Alliance Defending Freedom attorneys filed a complaint Friday with the Montana superintendent of Public Instruction on behalf of a hearing-impaired preschooler denied disability benefits for tuition payments because her parents chose to enroll her in a Columbus faith-based preschool. The state allows the benefits to be used for tuition at private schools but singles out religious students and parents for exclusion if they attend a faith-based school.
“Parents should be able to choose what’s best for their own children. When the government provides funds to help disabled children at private schools, it cannot favor non-religious schools over religious ones,” said Senior Legal Counsel Jeremy Tedesco, who filed the complaint together with local counsel Matthew Monforton, one of nearly 2,200 allied attorneys with ADF.
“Depriving government benefits to students with special needs simply because their parents choose to send them to a faith-based school exhibits precisely the type of hostility toward religion that the First Amendment forbids,” Tedesco said. “The state is hurting disabled children because of its complete misunderstanding of the Establishment Clause.”
In September, a 4-year-old preschooler with hearing and speech impairments began attending the faith-based ABC-123 University in Columbus. Earlier, the state-run Stillwater/Sweet Grass Special Services Cooperative agreed to pay for her schooling three days a week.
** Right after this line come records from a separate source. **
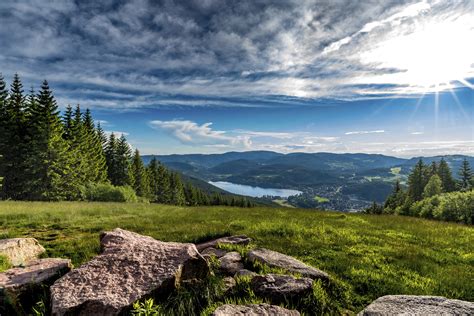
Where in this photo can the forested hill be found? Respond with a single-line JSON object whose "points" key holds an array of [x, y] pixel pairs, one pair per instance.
{"points": [[333, 181]]}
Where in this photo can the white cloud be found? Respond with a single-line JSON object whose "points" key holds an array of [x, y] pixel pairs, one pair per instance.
{"points": [[192, 133], [365, 132]]}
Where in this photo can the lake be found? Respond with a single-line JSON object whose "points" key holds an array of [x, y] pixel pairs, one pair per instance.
{"points": [[253, 191]]}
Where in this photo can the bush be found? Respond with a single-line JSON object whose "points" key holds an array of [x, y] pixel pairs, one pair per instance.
{"points": [[104, 192], [453, 207]]}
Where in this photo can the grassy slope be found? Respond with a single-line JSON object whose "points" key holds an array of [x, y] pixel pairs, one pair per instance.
{"points": [[375, 255]]}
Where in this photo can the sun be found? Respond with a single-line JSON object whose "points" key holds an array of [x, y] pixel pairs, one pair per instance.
{"points": [[433, 57]]}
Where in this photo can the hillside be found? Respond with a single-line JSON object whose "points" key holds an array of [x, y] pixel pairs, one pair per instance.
{"points": [[370, 255], [346, 182]]}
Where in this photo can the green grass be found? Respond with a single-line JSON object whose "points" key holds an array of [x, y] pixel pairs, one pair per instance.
{"points": [[321, 199], [369, 255]]}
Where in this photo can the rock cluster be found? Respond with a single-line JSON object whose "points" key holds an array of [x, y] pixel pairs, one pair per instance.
{"points": [[417, 305], [133, 267], [130, 267], [26, 281]]}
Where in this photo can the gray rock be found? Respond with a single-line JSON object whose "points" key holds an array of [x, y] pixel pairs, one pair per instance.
{"points": [[20, 287], [281, 288], [245, 272], [130, 267], [232, 240], [254, 310], [278, 260], [231, 263], [208, 252], [20, 250], [417, 305], [229, 283]]}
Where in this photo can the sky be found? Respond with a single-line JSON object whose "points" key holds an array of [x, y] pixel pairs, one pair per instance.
{"points": [[211, 76]]}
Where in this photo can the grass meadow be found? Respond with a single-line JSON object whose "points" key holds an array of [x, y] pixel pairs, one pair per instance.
{"points": [[370, 255]]}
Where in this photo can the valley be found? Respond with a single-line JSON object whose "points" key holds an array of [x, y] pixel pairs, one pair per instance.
{"points": [[342, 182]]}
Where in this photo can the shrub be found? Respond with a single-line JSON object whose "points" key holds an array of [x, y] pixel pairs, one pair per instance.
{"points": [[104, 192]]}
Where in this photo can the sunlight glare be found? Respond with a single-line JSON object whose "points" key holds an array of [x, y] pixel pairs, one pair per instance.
{"points": [[430, 58]]}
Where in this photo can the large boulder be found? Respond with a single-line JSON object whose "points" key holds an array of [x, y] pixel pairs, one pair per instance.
{"points": [[417, 305], [254, 310], [22, 287], [231, 263], [281, 288], [231, 240], [20, 250], [278, 260], [129, 268]]}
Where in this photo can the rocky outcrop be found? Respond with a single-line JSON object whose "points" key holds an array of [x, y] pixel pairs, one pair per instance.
{"points": [[254, 310], [231, 263], [245, 272], [130, 267], [211, 251], [231, 240], [417, 305], [20, 286], [278, 260], [20, 250], [281, 288]]}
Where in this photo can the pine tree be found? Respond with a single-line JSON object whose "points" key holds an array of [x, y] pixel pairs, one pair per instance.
{"points": [[177, 190], [48, 152], [444, 172], [96, 164], [164, 193], [417, 181], [433, 187], [3, 121], [153, 179], [122, 160], [68, 123], [15, 143], [102, 136], [139, 176], [465, 174], [111, 159]]}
Later that month, the cooperative informed the preschooler’s parents that the Office of Public Instruction had revoked the tuition aid due to a newly adopted practice of prohibiting parents from selecting private religious preschools to provide for their children’s special education services. In order for the child to continue receiving special education tuition assistance, she would have to be moved to a non-religious private preschool, the agency said.
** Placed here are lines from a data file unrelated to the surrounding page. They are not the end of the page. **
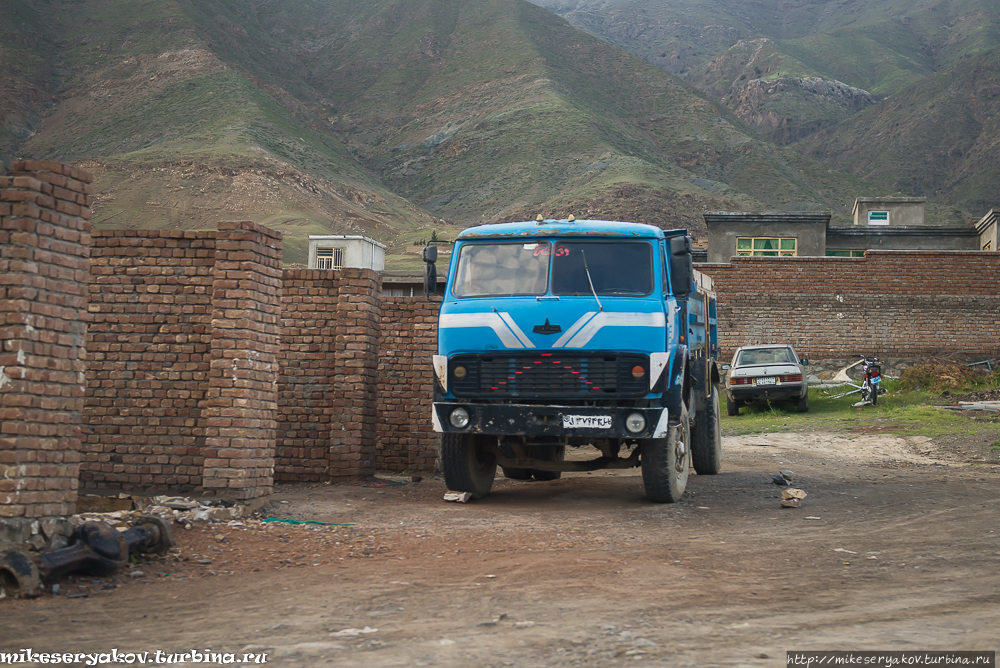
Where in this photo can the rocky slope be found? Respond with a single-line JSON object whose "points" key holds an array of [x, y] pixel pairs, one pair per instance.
{"points": [[940, 138]]}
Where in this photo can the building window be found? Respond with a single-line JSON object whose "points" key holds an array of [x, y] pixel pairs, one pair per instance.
{"points": [[878, 217], [329, 258], [766, 246], [845, 253]]}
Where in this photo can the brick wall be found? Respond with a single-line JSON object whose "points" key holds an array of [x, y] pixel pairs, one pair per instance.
{"points": [[241, 404], [889, 303], [211, 371], [405, 384], [356, 339], [44, 259], [305, 387], [149, 343]]}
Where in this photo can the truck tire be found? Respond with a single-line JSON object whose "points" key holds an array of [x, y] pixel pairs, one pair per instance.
{"points": [[468, 466], [706, 445], [513, 473], [665, 463], [556, 453]]}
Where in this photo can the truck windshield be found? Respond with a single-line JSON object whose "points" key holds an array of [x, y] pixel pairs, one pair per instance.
{"points": [[617, 268], [490, 270]]}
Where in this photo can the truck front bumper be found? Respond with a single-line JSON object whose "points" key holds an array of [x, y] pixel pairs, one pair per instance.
{"points": [[528, 420]]}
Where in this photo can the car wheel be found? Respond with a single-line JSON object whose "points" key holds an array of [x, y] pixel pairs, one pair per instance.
{"points": [[665, 463], [706, 447], [468, 465]]}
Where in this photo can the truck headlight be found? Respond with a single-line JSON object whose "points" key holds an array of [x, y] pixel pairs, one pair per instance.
{"points": [[459, 418], [635, 423]]}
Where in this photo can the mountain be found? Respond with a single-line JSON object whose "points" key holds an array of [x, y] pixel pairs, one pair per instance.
{"points": [[182, 127], [396, 120], [776, 94], [791, 68], [939, 138]]}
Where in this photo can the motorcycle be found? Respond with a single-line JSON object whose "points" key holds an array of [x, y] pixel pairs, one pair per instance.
{"points": [[871, 385]]}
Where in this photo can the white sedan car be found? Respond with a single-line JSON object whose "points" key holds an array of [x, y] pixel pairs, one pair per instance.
{"points": [[766, 373]]}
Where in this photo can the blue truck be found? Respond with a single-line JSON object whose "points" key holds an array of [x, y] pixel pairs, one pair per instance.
{"points": [[557, 334]]}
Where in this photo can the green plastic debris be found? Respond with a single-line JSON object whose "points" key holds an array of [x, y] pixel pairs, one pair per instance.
{"points": [[278, 519]]}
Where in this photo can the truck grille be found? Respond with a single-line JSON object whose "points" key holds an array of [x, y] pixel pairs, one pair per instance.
{"points": [[549, 375]]}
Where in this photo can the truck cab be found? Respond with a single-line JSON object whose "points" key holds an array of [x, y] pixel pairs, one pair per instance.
{"points": [[557, 334]]}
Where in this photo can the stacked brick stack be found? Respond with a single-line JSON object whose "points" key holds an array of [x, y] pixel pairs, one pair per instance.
{"points": [[149, 343], [353, 428], [889, 303], [242, 402], [305, 388], [44, 260], [405, 384]]}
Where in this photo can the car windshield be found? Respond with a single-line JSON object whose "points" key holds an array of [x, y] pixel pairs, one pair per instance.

According to the due process complaint filed with Superintendent of Public Instruction Denise Juneau, “the United States Supreme Court has explained that the Establishment Clause does not bar public funds becoming available to religious schools as a result of the private choices of individual parents.”
Moreover, “preventing the parents of children with special educational needs from independently enrolling their children at a private religious preschool, as opposed to a nonreligious one, also fosters a pervasive state bias or hostility to religion.”
“The state must distribute special education funds in a manner that complies with the First Amendment and doesn’t favor certain views over others,” added Tedesco. “The Office of Public Instruction needs to provide these benefits to all students, regardless of whether their parents choose to send them to a religious or non-religious school.